You and me, Lightnin. Live forever or die trying to.
I say take it, use my powers to convince everyone I’m the second coming or what-have-you and start a new religion where people actually have to treat each other decently, instead of just giving lip-service to the idea.
Sure, it’s basically uberblasphemy and I still haven’t solved the whole “watching all my friends and loved ones die” thing, but if there’s a realistic possibility I could bring about world peace it’s got to be worth considering, no?
Not a chance. I’m content with a finite existence. Going back to nothingness is as it has been and as it should be.
I dunno.
I’m of two minds about this.
Let me try this Immortality thing for 2 or 3 hundred years, & then I’ll see if I like it.
I’d do it, exactly as laid out in the OP. Sadly, I know (because we’ve had this exact convo) that my wife wouldn’t. I do love her, but , well, hello? IMMORTALITY!
Hell, yes, I’d do it. An escape clause would make it more appealing, but I’d probably go for it regardless.
I really can’t fathom the boredom comments. I’m 36 and already aware of all the things I won’t have time to do, even assuming I live to be 100. And that’s just the stuff that already exists!
I like the ancient Egyptian view of the afterlife-your spirit (“KA”) was free to do whatever it wanted, and live as a human in paradise. But it HAD to return to the mummified body periodically-or it would cease to exist. I think the “KA” would rest up periodically, when immortality got boring!
No way. Live forever? Psh. I’m forty and I’m bored already.
Yeah, I don’t think boredom would really be a problem. I’ve already forgotten much, maybe most of what I learned in college twenty years ago for instance. So it’s not like I’d learn everything and get bored. I figure every 20-30 years it’d be time to learn a new vocation and in the meantime I’d forget most of all my former vocations.
I just thought of a problem though. The OP says “when humanity comes to an end, you will die with it.” What about evolution? Do I get to evolve along with everyone else? Or, in 100,000 years will I be the shortest, weakest, ugliest and most stupid person on the planet, even though technically we’re still the same species?
Do I die when humanity eventually does become a new species?
It would really be a tossup if I were offered the decision right now. I mean, there is a slight chance that there is an afterlife, but there would also be the slight chance that if I chose immortality, even if there were some way for me to willfully end my life, that I would be trapped in a situation where I could not exercise this and yet still not die.
I’d rather wink out of existence than stay trapped in rock for billions of years (“It’s longer than you think!”)

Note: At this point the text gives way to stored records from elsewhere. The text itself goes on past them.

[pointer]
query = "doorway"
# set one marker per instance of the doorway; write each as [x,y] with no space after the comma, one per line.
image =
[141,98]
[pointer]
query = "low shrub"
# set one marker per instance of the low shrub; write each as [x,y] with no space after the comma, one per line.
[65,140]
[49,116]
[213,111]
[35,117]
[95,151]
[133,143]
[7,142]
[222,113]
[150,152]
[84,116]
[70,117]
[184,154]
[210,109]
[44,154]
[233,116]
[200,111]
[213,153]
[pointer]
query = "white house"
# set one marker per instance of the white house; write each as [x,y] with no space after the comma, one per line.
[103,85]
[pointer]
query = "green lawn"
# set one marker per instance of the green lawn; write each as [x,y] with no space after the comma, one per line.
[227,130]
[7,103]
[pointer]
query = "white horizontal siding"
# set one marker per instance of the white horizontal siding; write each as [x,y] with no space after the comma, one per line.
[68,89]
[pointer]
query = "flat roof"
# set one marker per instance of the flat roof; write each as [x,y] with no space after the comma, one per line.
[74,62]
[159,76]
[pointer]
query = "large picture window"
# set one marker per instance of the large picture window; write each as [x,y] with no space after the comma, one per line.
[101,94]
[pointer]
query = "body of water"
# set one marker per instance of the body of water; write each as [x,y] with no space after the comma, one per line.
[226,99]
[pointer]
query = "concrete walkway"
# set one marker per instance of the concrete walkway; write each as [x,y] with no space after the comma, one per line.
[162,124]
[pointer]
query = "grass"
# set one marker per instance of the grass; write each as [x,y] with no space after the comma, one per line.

You know how when you were a teenager, and you and all your friends agreed that it would be totally awesome if you could just be a teenager forever?
I have a feeling that to make a decision now to be immortal would be as uninformed as a decision then to never be an adult.
Plus, what if something toally awesome happens when you die? I’m dying to find out (heh).
No.
I just don’t like life enough.
I’d take the deal as stated. And what’s this with ending when humanity comes to an end? I want live beyond that. Life will still be pretty sweet with just me and my robots.
I’d take it. I’d take it even more readily if there was a suicide opt-out. Levdrakon brings up an interesting wrinkle, though.
And what if we all go to hell ?
Also, a thought on the OP :
Since you are human, as long as you live humanity is not dead, therefore you cannot die without dying first. That would make a great twist for a deal-with-the-Devil story . . . as long as you’re not at the sharp end of it.
Have we learned nothing from classic television concerning the downside of immortality? If we don’t learn from television, we will have to learn from our own experience. I have in mind such cautionary tales as The Twilight Zone’s “Escape Clause” and “Long Live Walter Johnson,” and original* Star Trek*’s “Requiem for Methuselah .”
Immortality? No, thanks. But I’ll take a natural lifespan in perfect health and the grace to give up the ghost when my time is nigh. On a hypothetical note, if my aging process had to be arrested at a particular age, it would not be 25. I would pick 42. When I was 25, I thought 42 was the perfect age. Today, at 52, I still think 42 is where it’s at.
Assuming the goverment isn’t going to keep me locked up in a lab somewhere; then yeah, sure.
Or how about HELL YES!
Not to mention the “world weariness” of the elves of Tolkien. There’s a reason why mortality
is called the “Gift of Men.”
Most definitely! Consequences be damned. I’d have plenty of time to think about them anyway.
Because in that world the afterlife is a fact, and because the souls of Men leave the world that the Elves are weary of. And because that world is a long slide from near paradise to a decayed, weaker, uglier world; as opposed to the real world, which trends in the opposite direction.